A candidatura de Henrique é um reflexo do racha do PMDB e descontentamento de parte do Senado com Renan na presidência. Henrique obteve apoio de partidos da oposição e dos chamados independentes. Nesta semana, declararam apoio a ele três senadores do PMDB e membros do PSB, do PDT, do PSDB, do PP, do PSOL e do DEM. Mesmo com o apoio, Henrique não obteve maioria dos votos.

Renan tem apoio do Palácio do Planalto e do PT. Após a ala rebelde do PMDB lançar a candidatura avulsa de Henrique, membros do governo atuaram nos bastidores em favor de Renan.

“Serei presidente de todos senadores como demonstrado nos últimos anos. Desejo renovar meu firme compromisso pela autonomia e independência do Senado Federal. Por sua modernização, transparência e pela coletivização das decisões dessa direção”, disse Renan.

Para pedir votos aos congressistas, Renan destacou os trabalhos do Senado Federal no último biênio e a economia de recursos com os cortes de cargos comissionados. Também afirmou que é independente dos outros Poderes e que desempenhou uma “presidência coletiva”.

“Senadoras e senadores, peço o voto e a confiança de todos. Os daqui são testemunhas que sou um homem de equipe e que jogo para o time e não para a plateia. Tenho por princípios dar oportunidades a todos. A presidência continuará a ser coletiva”, discursou Renan.

Luiz Henrique foi o único senador citado nominalmente por Renan durante seu discurso para rebater as críticas veladas feitas pelo concorrente ao presidente do Senado. Henrique disse que se fosse eleito seria independente e não indicaria nomes para ocupar cargos em ministérios e estatais do governo para que o Senado não fique subordinado aos desmandos do Palácio do Planalto.

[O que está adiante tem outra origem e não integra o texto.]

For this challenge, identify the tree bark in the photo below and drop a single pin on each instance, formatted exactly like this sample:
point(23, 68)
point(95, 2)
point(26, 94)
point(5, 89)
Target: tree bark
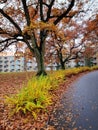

“Quando o presidente se verga para pedir favores ao executivo, ele perde autonomia”, declarou Luiz Henrique. Foi uma crítica direta a Renan que foi responsável por diversas indicações de cargos do governo. Suspeita-se que entre as nomeações está o ex-diretor da Petrobras Nestor Cerveró, preso em Curitiba, mas Renan nega que tenha feito a indicação.

Esta é quarta vez que Renan ocupa o cargo. Ele já esteve no cargo em 2005, mas deixou a presidência em 2007 após escândalos envolvendo seu nome. Na época, surgiram denúncias de que ele usou dinheiro de lobista para pagar pensão de uma filha fora do casamento. Renan chegou a sofrer um processo de cassação, mas foi absolvido pelo plenário do Senado. Em 2013, ele voltou a presidir a Casa.

O presidente do Senado também preside o Congresso e coordena os trabalhos e as pautas das duas Casas. Também é o terceiro na linha sucessória da Presidência da República, depois do vice-presidente e do presidente da Câmara.